Jak informuje francuska prasa, do Polski wybiera się też prezes Airbusa. Według nieoficjalnych informacji, producent też chce zaproponować zwiększenie inwestycji w naszym kraju.

Jednocześnie obie firmy są zainteresowane sprzedaniem nam samolotów wojskowych. Szef Embraera w poniedziałek spotkał się z wiceministrem obrony narodowej Pawłem Bejdą. W komunikacie resortu po spotkaniu czytamy m.in., że „rozmowy z Embraer stanowią kolejny krok w poszukiwaniu partnerów technologicznych, którzy mogliby wspierać proces unowocześnienia sił zbrojnych RP”. Brazylijska firma chce sprzedać swój eksportowy hit militarny – samolot KC-390, który służy głównie do celów transportowych.

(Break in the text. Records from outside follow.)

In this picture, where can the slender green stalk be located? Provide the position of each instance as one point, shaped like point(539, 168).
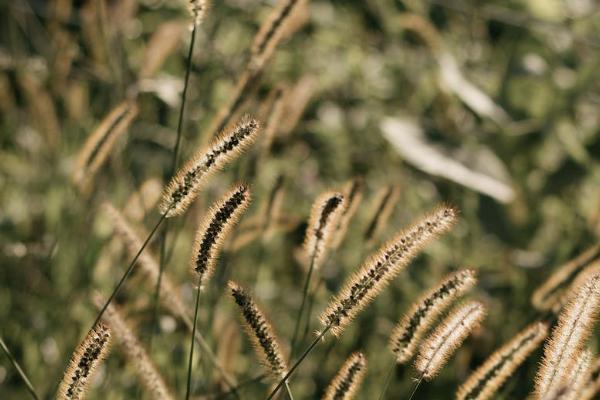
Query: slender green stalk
point(189, 377)
point(301, 310)
point(22, 374)
point(297, 363)
point(130, 268)
point(388, 379)
point(163, 241)
point(416, 387)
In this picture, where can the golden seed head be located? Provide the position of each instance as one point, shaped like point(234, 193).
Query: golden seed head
point(407, 335)
point(383, 266)
point(187, 183)
point(348, 379)
point(447, 337)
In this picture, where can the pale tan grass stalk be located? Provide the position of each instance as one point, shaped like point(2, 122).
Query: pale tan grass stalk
point(448, 337)
point(169, 293)
point(260, 331)
point(407, 335)
point(324, 218)
point(353, 193)
point(84, 362)
point(271, 31)
point(486, 380)
point(99, 144)
point(345, 384)
point(569, 337)
point(385, 202)
point(592, 385)
point(379, 269)
point(214, 228)
point(187, 183)
point(145, 369)
point(546, 295)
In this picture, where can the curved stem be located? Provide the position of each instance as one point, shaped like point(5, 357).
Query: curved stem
point(193, 340)
point(297, 363)
point(22, 374)
point(301, 311)
point(130, 268)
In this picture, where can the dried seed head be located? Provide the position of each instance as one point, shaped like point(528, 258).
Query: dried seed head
point(324, 217)
point(592, 384)
point(98, 145)
point(353, 192)
point(384, 205)
point(84, 361)
point(214, 229)
point(383, 266)
point(551, 290)
point(448, 337)
point(569, 337)
point(271, 31)
point(185, 186)
point(260, 331)
point(489, 377)
point(135, 353)
point(198, 9)
point(348, 379)
point(408, 333)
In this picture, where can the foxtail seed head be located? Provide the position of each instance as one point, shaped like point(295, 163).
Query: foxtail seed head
point(260, 331)
point(198, 9)
point(135, 353)
point(214, 229)
point(383, 266)
point(547, 294)
point(84, 361)
point(489, 377)
point(448, 337)
point(185, 186)
point(324, 217)
point(569, 337)
point(408, 333)
point(348, 379)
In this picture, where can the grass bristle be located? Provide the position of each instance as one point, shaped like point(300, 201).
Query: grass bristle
point(485, 381)
point(408, 333)
point(569, 337)
point(84, 362)
point(214, 228)
point(383, 266)
point(447, 337)
point(187, 183)
point(260, 331)
point(348, 379)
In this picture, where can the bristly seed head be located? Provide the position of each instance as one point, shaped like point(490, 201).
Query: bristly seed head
point(198, 9)
point(185, 186)
point(326, 212)
point(569, 336)
point(485, 381)
point(84, 361)
point(214, 228)
point(448, 337)
point(260, 331)
point(383, 266)
point(348, 379)
point(408, 333)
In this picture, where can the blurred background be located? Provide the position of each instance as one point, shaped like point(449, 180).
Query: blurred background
point(489, 105)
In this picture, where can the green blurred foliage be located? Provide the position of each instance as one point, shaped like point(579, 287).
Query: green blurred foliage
point(60, 74)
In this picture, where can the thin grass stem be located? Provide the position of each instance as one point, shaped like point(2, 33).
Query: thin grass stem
point(22, 374)
point(297, 363)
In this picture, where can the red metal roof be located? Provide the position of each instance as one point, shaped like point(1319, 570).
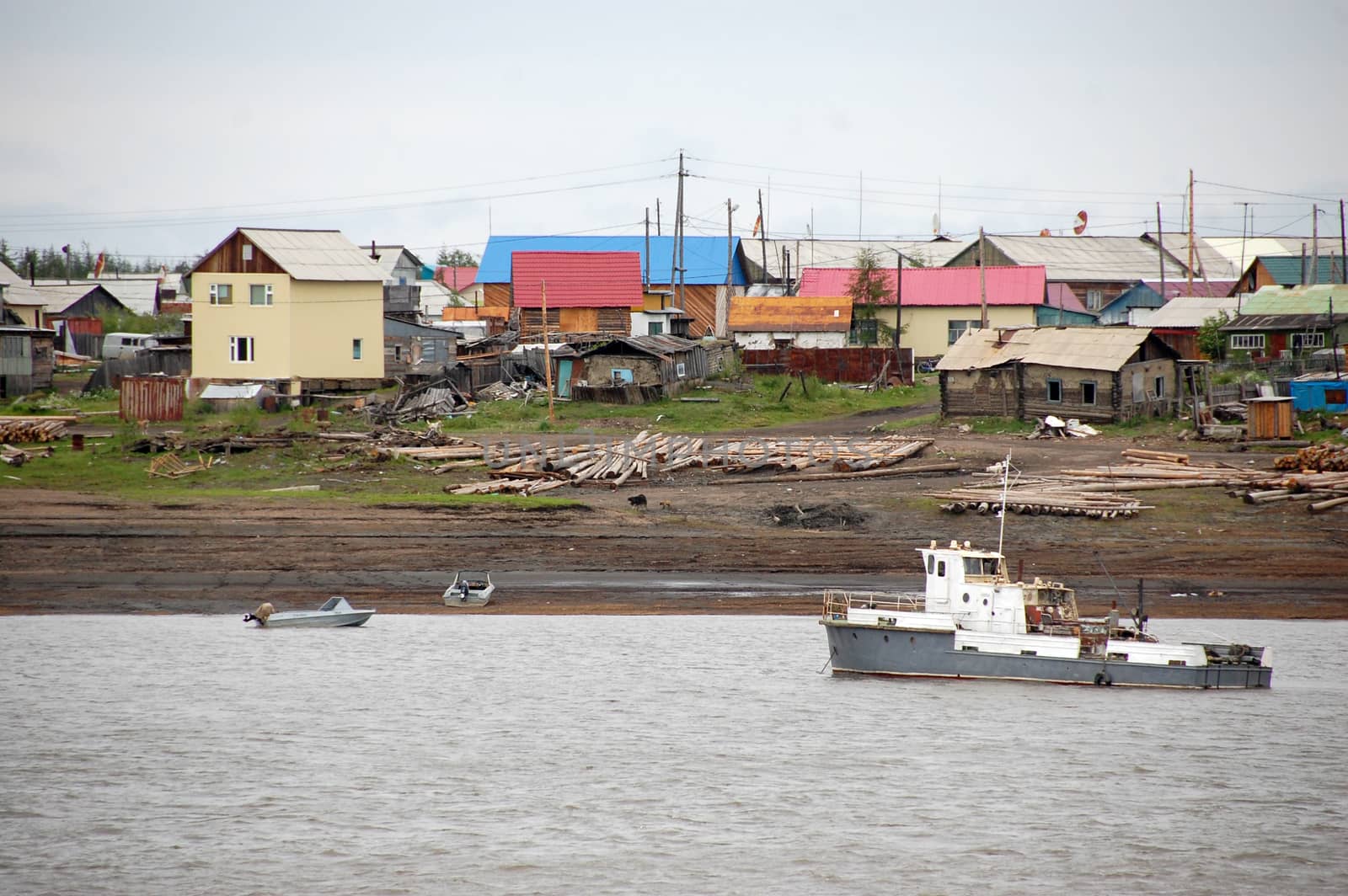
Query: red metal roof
point(456, 278)
point(577, 280)
point(1008, 285)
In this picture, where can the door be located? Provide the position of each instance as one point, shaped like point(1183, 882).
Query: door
point(564, 379)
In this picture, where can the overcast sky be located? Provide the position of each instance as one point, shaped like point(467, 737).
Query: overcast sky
point(154, 128)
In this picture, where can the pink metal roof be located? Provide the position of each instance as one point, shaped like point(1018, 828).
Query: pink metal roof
point(1062, 296)
point(1011, 285)
point(456, 278)
point(577, 280)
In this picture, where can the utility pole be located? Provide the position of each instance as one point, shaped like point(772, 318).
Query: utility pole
point(723, 302)
point(678, 228)
point(1343, 242)
point(898, 314)
point(1161, 256)
point(1314, 244)
point(1190, 231)
point(548, 352)
point(983, 286)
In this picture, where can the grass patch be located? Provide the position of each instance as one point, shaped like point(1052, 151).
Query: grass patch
point(761, 406)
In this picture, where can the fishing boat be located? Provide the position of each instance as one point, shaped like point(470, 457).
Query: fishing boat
point(471, 588)
point(974, 621)
point(334, 613)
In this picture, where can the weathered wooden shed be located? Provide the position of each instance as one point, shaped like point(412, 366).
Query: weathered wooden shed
point(27, 360)
point(638, 368)
point(411, 349)
point(1089, 374)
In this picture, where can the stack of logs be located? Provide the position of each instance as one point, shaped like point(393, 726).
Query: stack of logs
point(615, 462)
point(34, 429)
point(1098, 492)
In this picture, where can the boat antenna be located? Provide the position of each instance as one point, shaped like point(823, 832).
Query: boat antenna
point(1006, 484)
point(1100, 561)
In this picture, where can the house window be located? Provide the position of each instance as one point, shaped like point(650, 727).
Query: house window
point(864, 332)
point(955, 329)
point(1308, 341)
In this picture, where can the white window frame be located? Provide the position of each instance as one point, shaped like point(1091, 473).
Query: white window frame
point(249, 349)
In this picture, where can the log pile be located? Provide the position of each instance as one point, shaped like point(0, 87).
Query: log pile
point(534, 469)
point(34, 429)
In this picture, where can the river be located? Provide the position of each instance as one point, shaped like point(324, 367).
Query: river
point(644, 755)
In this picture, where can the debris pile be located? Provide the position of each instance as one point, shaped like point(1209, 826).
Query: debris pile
point(34, 429)
point(1053, 428)
point(532, 469)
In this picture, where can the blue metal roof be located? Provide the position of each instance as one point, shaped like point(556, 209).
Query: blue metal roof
point(704, 256)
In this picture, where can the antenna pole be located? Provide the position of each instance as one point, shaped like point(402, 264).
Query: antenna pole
point(983, 286)
point(1006, 485)
point(1190, 232)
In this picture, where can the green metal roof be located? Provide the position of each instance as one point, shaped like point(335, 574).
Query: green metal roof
point(1297, 300)
point(1286, 269)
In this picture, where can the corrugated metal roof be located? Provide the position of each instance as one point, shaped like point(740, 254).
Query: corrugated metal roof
point(1177, 289)
point(790, 314)
point(704, 256)
point(577, 280)
point(1087, 348)
point(1287, 271)
point(316, 255)
point(1062, 296)
point(939, 286)
point(1084, 258)
point(842, 253)
point(1190, 312)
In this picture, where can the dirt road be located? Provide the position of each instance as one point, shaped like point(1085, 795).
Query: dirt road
point(718, 546)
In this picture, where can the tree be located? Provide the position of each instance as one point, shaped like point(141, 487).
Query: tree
point(456, 259)
point(1211, 340)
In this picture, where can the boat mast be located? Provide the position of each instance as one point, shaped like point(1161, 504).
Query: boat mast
point(1006, 483)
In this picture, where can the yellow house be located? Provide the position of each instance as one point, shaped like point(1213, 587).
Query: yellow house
point(303, 309)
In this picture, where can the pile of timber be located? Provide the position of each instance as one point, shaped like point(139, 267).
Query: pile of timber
point(34, 429)
point(1320, 458)
point(1098, 492)
point(18, 457)
point(536, 469)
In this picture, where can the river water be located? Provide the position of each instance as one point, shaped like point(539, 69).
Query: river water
point(644, 755)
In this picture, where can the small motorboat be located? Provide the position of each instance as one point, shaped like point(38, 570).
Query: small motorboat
point(336, 612)
point(471, 588)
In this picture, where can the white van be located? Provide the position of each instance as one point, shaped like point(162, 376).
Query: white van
point(125, 345)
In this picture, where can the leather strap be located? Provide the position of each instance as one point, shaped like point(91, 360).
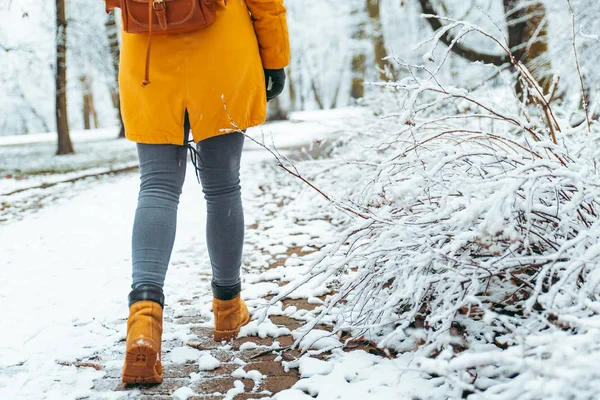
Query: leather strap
point(147, 292)
point(146, 81)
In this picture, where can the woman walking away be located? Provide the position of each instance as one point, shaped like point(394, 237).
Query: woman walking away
point(208, 65)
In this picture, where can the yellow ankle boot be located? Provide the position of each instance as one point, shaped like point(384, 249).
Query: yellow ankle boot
point(143, 345)
point(230, 316)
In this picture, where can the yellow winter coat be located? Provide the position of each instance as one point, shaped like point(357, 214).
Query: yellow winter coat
point(215, 73)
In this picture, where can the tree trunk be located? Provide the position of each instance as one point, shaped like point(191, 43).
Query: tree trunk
point(275, 112)
point(112, 35)
point(359, 58)
point(62, 123)
point(385, 68)
point(528, 38)
point(292, 90)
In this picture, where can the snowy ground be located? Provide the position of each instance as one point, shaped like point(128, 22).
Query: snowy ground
point(66, 270)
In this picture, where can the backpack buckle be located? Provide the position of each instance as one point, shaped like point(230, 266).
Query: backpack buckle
point(159, 5)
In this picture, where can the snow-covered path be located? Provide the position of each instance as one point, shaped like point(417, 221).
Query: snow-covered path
point(66, 275)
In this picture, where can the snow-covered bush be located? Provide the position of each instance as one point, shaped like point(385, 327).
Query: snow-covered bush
point(472, 233)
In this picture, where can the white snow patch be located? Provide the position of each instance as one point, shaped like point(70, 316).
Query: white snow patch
point(208, 363)
point(183, 393)
point(313, 366)
point(181, 355)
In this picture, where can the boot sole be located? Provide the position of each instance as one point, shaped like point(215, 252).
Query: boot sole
point(229, 335)
point(141, 365)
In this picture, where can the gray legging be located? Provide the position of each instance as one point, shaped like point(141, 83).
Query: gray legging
point(162, 176)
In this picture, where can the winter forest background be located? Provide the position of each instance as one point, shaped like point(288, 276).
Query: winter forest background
point(335, 47)
point(464, 201)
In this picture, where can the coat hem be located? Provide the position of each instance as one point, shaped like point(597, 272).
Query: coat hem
point(149, 138)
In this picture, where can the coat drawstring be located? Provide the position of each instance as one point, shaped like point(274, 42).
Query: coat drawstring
point(158, 6)
point(195, 157)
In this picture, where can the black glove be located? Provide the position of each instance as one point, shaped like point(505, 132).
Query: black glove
point(275, 82)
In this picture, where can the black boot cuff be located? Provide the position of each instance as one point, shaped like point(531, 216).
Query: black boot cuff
point(226, 292)
point(147, 292)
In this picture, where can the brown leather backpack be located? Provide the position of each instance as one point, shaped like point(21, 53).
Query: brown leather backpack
point(167, 16)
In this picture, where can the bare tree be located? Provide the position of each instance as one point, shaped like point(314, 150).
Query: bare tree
point(112, 35)
point(62, 123)
point(527, 24)
point(464, 51)
point(359, 58)
point(377, 38)
point(89, 109)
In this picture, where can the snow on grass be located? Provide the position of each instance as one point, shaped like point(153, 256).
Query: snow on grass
point(181, 355)
point(183, 393)
point(208, 362)
point(316, 339)
point(313, 366)
point(263, 330)
point(237, 389)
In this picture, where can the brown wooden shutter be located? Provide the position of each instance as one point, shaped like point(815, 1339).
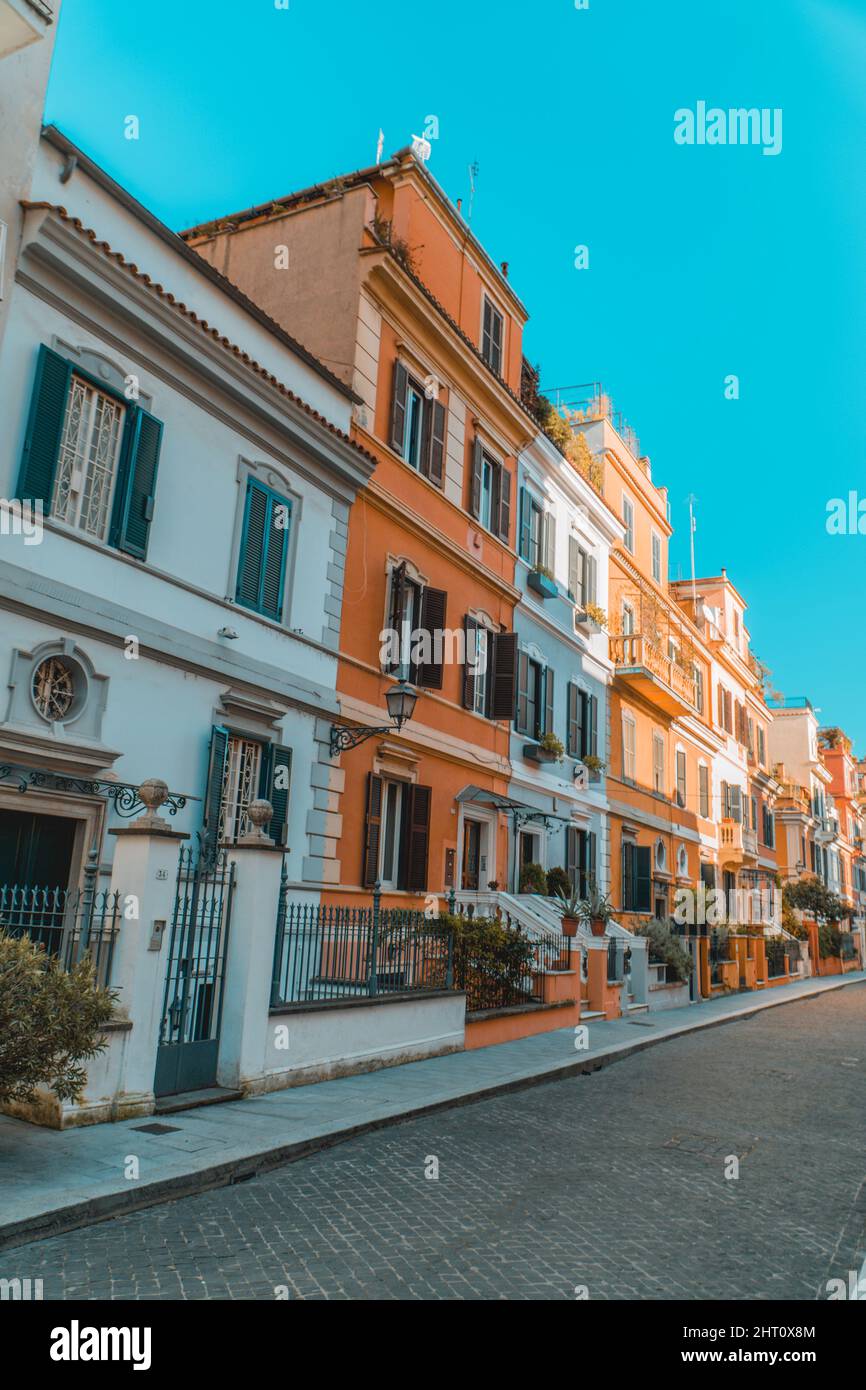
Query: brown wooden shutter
point(505, 505)
point(419, 838)
point(373, 829)
point(470, 630)
point(433, 622)
point(549, 701)
point(474, 502)
point(434, 452)
point(503, 680)
point(398, 406)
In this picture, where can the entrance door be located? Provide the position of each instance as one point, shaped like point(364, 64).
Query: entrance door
point(35, 863)
point(195, 976)
point(471, 855)
point(35, 851)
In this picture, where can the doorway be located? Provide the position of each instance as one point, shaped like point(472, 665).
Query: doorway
point(471, 855)
point(35, 851)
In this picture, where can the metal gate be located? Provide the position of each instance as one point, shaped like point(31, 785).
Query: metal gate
point(195, 973)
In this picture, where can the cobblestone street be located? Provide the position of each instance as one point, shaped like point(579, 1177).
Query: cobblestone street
point(613, 1183)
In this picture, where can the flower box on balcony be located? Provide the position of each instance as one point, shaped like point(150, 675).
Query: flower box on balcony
point(535, 754)
point(542, 583)
point(585, 623)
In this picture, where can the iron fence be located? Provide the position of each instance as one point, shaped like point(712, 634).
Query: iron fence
point(72, 925)
point(325, 954)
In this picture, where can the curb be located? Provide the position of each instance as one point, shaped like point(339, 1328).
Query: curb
point(243, 1169)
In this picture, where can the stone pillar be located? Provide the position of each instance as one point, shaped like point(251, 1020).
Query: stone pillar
point(145, 869)
point(250, 954)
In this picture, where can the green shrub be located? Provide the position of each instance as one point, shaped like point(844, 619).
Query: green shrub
point(666, 947)
point(49, 1022)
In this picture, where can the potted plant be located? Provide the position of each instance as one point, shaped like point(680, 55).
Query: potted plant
point(597, 909)
point(572, 906)
point(541, 580)
point(595, 766)
point(591, 619)
point(548, 749)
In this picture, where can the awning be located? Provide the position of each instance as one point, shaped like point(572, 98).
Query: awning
point(520, 811)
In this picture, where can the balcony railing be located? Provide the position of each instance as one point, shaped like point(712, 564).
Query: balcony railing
point(640, 656)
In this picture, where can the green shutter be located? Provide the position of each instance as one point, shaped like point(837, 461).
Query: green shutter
point(263, 551)
point(136, 483)
point(274, 787)
point(45, 428)
point(213, 795)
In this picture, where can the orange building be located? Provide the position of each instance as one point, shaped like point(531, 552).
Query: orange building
point(381, 278)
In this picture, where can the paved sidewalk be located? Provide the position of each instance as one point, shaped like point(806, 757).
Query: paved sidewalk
point(57, 1180)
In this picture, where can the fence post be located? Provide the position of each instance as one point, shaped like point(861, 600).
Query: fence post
point(374, 940)
point(280, 934)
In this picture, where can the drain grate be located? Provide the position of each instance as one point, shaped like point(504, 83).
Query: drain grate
point(711, 1146)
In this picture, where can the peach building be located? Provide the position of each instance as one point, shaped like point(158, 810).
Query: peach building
point(381, 277)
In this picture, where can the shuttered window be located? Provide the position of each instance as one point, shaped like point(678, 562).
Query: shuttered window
point(264, 542)
point(89, 456)
point(417, 426)
point(491, 335)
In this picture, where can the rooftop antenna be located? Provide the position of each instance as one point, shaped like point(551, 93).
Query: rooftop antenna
point(473, 175)
point(692, 527)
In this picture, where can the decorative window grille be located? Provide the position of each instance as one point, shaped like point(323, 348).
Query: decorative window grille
point(86, 467)
point(239, 786)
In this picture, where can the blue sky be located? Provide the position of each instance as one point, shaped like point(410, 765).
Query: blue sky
point(704, 260)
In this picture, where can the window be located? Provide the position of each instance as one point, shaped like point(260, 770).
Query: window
point(396, 834)
point(628, 747)
point(86, 464)
point(489, 672)
point(656, 556)
point(242, 769)
point(416, 615)
point(658, 762)
point(581, 858)
point(583, 574)
point(680, 777)
point(628, 520)
point(704, 790)
point(698, 679)
point(89, 456)
point(491, 492)
point(531, 690)
point(264, 542)
point(417, 426)
point(581, 738)
point(491, 337)
point(53, 688)
point(637, 887)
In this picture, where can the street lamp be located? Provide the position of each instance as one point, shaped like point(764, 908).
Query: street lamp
point(401, 701)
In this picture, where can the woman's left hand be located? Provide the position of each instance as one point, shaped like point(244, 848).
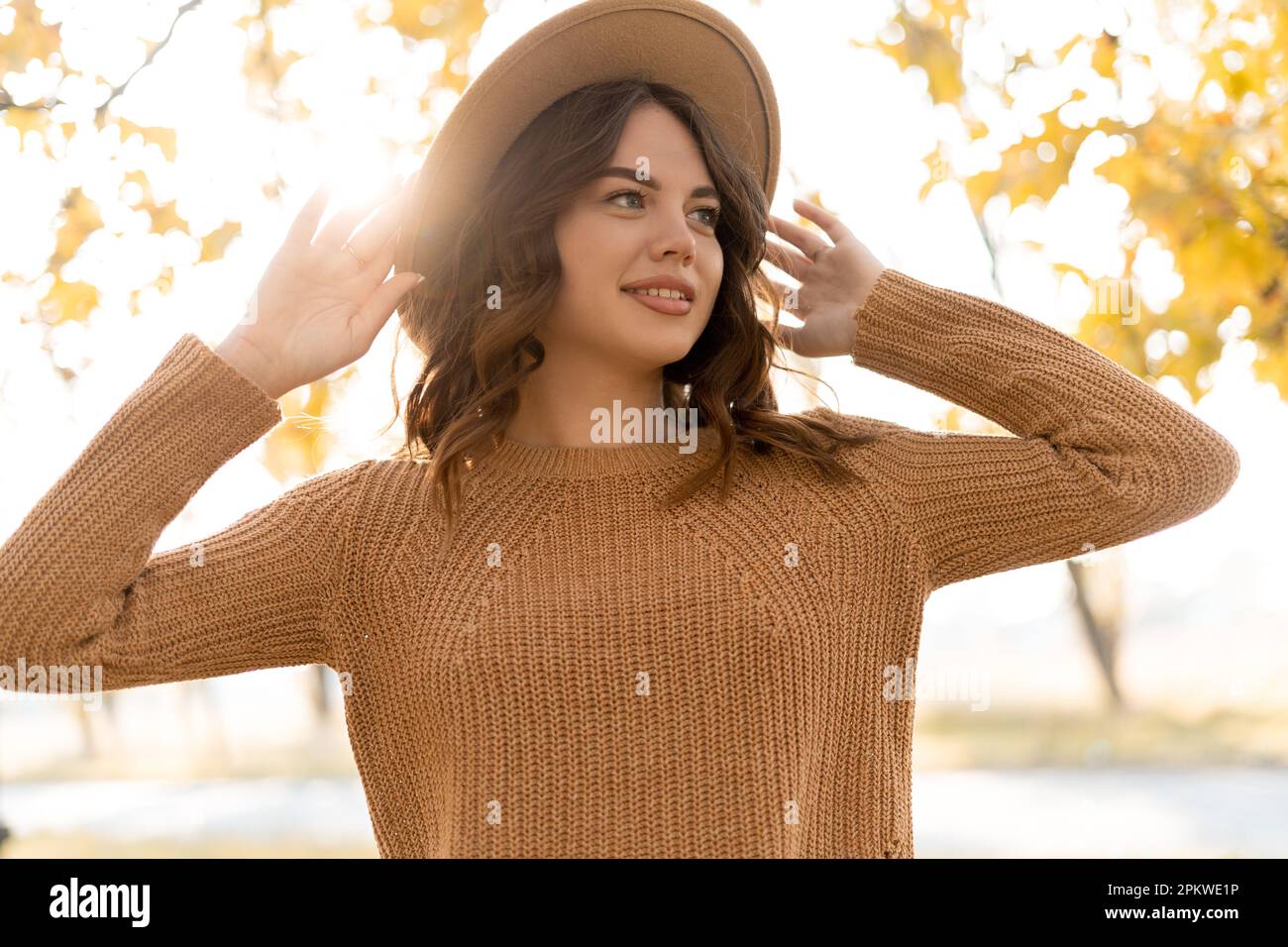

Co z zakupem udziałów Airbusa?

Airbus też chce zaoferować Polsce samoloty wojskowe. Proponuje m.in. maszynę A330 MRTT, która może pełnić rolę tankowca powietrznego, transportowiec wielozadaniowy A400M Atlas czy helikopter H145. Ministerstwo Obrony Narodowej przyznaje, że jest zainteresowane maszynami transportowymi, a także służącymi do tankowania innych maszyn w powietrzu. „Polska rozważa przyspieszenie uzyskiwania zdolności do tankowania powietrznego. Jesteśmy zainteresowani pozyskaniem samolotów zdolnych zarówno do pełnienia roli powietrznego tankowca oraz samolotu transportowego (program Karkonosze). Nie zapadły żadne decyzje w sprawie pozyskania samolotu w ramach tego programu” – informuje biuro prasowe resortu.

Jednocześnie francuski dziennik Le Monde sugerował niedawno, że Polska jest zainteresowana nabyciem udziałów w koncernie Airbus. W grę miałby wchodzić zakup 5 proc. akcji za kwotę ok. 29 mld zł. Minister finansów Andrzej Domański zaprzeczył jednak doniesieniom o chęci nabycia udziałów koncernu.

Tymczasem LOT będzie musiał w najbliższych latach pozyskać także samoloty szerokokadłubowe. Są konieczne, żeby rozwijać siatkę połączeń długodystansowych i wzmacniać swoją pozycję przed otwarciem CPK. Według Macieja Laska, do momentu otwarcia nowego portu przewoźnik musi podwoić liczbę największych maszyn. Obecnie ma 15 Dreamlinerów. LOT zapowiada, że samoloty długodystansowe nadal powinien dostarczać Boeing. Na dostawy bezpośrednio od producenta trzeba jednak czekać 5–6 lat. W efekcie przewoźnik szuka szybszej możliwości pozyskania samolotów od leasingodawców.